Too many flags in opensaml pkgconfig

Cantor, Scott cantor.2 at osu.edu
Sat Jan 28 18:26:56 UTC 2012


> I see that this is generated from a macro that came from the Autoconf
> archive, but I think it's not really correct.  I'm fairly sure that its
> inclusion of @CFLAGS@ in Cflags is wrong (those optimization flags aren't
> required for clients of the library), and its inclusion of @LDFLAGS@ in
> Libs is probably also wrong.

If you split LDFLAGS and LIBS, then how do you get any other relevant LDFLAGS into the build when the only option pkg-config has is --libs?

The more important point though is the CFLAGS one. On some platforms, you need the right options to be in place consistently across the build to ensure thread safety. Just defining the right include path won't ensure a safe result. Solaris in particular.

Admittedly there are other things in CFLAGS, but the macro didn't really give me a lot of control. I don't use the pkg-config tool so it's possible I erred by bothering to include it as a toss-in.

> anyway, and the -L${libdir} and -I{includedir} will of course always take
> care of finding OpenSAML's own libraries and headers.  Which I think is
> all that you, as library provider, are really responsible for.

I felt like the only value would be if the tool made it more likely to get a safe outcome and allowed for a one-step query to get all the flags for that layer and all the lower layers. Just handling -I and -L is fairly limited.

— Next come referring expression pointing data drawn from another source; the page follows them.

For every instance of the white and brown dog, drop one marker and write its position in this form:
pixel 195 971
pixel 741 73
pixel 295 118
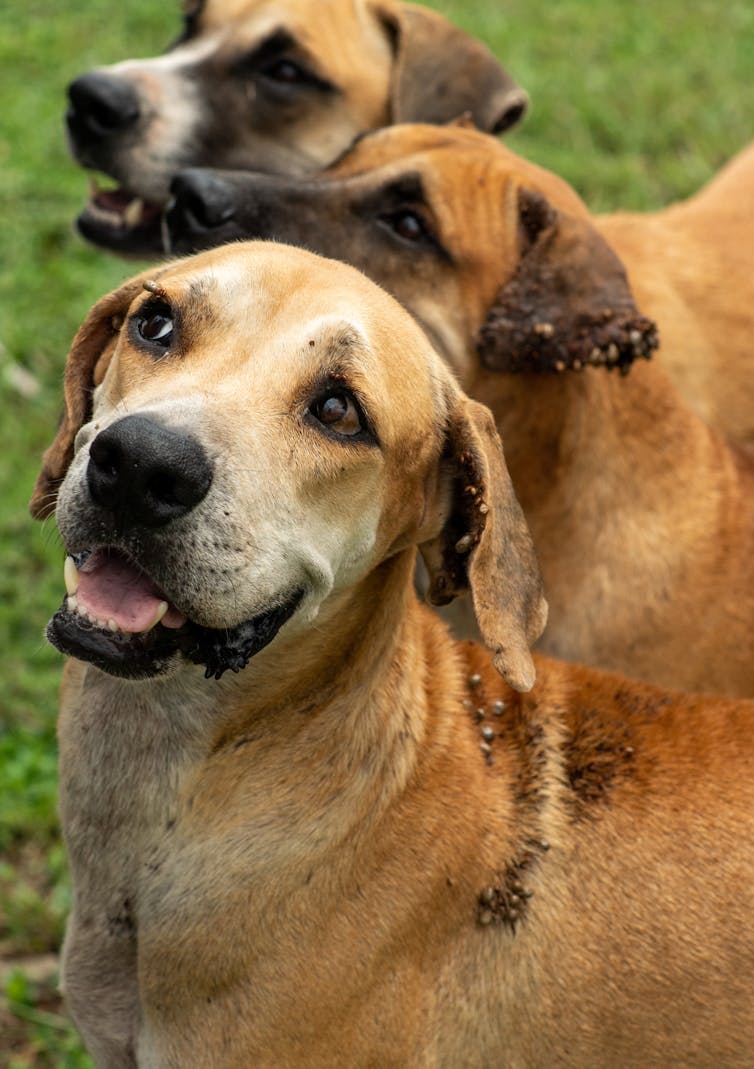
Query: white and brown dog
pixel 642 515
pixel 364 848
pixel 280 87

> The only thing I'm not sure about is if -pthread is required for all
> clients of the libsaml library (mostly because I've never been completely
> clear on when that flag is required).

Generally flags involving threading cause a lot of internal things to happen to get thread safe versions of library functions and proper startup/shutdown code. On Solaris at least, it's essential.